Изменить стиль страницы

4

За пять верст от престольного армянского монастыря Ермолов был встречен пятью епископами, которые, сойдя с лошадей, благословили его. Более чем за версту выехал сам патриарх. Русского главнокомандующего приветствовали колокольным звоном и духовным пением. Здесь, несмотря на настояния персидских чиновников, предлагавших без роздыха ехать прямо в Эривань, Ермолов остался на праздник Вознесения.
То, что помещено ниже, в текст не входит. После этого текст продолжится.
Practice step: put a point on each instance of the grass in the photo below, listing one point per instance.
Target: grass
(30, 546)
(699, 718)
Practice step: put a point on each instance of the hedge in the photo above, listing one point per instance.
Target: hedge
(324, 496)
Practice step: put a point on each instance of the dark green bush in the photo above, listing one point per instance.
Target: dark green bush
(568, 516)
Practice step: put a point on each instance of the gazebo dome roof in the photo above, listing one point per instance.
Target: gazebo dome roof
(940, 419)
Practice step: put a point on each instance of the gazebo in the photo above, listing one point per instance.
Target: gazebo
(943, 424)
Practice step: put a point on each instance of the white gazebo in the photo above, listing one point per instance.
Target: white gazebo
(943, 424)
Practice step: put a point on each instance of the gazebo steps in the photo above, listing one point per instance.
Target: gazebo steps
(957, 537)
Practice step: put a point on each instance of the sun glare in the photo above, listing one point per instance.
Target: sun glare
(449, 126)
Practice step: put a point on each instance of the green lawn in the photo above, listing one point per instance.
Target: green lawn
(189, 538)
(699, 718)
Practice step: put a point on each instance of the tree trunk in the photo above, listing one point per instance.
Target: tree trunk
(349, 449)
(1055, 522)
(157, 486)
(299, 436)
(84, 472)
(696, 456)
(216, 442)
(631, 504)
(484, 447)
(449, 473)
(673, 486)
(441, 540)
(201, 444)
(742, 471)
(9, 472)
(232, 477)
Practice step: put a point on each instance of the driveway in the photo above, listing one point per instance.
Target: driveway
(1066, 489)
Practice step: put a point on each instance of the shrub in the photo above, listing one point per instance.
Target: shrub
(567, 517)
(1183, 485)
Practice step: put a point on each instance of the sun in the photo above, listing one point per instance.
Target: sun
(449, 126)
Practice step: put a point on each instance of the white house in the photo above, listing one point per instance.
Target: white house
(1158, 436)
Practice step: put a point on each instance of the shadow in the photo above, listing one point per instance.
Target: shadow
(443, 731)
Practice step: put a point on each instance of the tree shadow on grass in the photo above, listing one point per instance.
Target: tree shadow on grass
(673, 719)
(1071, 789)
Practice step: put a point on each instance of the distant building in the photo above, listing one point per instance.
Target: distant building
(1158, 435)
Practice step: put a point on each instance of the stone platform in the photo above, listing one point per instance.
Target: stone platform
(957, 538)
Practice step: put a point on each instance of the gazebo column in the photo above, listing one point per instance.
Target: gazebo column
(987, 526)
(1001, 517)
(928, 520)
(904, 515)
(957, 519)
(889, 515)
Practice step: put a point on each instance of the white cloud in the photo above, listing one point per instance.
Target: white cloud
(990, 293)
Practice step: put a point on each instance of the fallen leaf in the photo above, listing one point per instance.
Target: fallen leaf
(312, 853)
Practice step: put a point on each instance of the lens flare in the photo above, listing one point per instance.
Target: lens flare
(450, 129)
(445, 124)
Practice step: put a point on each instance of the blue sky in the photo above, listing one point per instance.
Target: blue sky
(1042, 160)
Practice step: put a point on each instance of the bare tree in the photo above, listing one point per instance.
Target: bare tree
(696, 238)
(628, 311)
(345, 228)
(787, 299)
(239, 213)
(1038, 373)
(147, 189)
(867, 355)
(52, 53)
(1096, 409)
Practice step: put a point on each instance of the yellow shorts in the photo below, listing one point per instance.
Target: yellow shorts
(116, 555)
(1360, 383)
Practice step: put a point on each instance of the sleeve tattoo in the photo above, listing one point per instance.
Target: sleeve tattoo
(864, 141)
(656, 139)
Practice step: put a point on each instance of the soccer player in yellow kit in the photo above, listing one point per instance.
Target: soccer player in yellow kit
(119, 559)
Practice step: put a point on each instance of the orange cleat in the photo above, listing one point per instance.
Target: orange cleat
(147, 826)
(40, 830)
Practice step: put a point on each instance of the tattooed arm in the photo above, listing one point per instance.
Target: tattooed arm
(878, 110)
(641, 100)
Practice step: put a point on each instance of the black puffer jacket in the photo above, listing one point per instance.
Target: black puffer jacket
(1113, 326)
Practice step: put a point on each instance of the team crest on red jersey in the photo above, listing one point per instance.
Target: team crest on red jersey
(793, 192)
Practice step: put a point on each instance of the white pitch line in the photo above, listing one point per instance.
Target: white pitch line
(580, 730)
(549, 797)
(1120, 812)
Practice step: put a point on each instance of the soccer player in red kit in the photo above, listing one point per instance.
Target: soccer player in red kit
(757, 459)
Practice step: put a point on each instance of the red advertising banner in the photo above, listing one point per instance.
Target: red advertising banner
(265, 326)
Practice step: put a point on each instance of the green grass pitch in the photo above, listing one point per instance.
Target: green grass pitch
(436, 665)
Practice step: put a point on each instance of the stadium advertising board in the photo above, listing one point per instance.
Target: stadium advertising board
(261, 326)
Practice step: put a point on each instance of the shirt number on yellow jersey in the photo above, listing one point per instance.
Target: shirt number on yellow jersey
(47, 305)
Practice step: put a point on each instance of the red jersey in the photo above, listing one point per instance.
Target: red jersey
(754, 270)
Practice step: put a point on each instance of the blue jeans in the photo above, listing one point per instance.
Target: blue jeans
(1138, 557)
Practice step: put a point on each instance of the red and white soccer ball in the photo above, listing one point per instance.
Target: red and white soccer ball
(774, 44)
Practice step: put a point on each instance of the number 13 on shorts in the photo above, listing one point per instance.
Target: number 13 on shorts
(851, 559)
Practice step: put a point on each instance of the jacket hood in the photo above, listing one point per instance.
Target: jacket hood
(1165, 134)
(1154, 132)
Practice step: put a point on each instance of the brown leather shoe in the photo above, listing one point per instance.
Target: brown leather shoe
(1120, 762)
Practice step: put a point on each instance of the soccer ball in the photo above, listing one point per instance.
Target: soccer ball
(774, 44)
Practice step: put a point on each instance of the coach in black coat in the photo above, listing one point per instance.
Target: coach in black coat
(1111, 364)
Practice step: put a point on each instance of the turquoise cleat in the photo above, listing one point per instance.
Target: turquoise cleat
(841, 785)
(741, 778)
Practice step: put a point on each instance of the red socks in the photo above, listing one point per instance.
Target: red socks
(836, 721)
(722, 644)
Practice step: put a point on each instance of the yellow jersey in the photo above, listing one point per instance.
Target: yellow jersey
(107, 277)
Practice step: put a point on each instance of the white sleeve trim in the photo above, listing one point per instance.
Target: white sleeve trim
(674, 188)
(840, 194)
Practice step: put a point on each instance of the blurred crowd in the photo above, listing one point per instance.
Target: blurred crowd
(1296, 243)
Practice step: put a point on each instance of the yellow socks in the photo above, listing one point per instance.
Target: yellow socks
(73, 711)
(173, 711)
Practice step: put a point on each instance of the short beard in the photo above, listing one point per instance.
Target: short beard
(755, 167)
Эчмиадзин, что в переводе означает «сошел единородный», был построен, по преданию, в 303 году. Внушительный по размерам храм был отделан плитами из порфира, потемневшими от времени. Посреди храма – престол с четырьмя колоннами из таврского алебастра. Слушая прекрасную проповедь католикоса, Алексей Петрович с прискорбием примечал, в каком унизительном положении находится этот почтенный старик. В то время как сам чрезвычайный посол не только не сел в предложенные кресла, но даже отказался встать на специально разостланный для него ковер, шахские чиновники, чтобы унизить армянского патриарха, во время богослужения потребовали себе стулья и громко переговаривались. Когда католикос упоминал имя русского императора, то вслед за этим должен был громко прокричать и имя шаха, иначе его подвергли бы наказанию. Эчмиадзинский монастырь постоянно грабили, совершали в церкви бесчинства, а сам католикос ежеминутно рисковал лишиться жизни.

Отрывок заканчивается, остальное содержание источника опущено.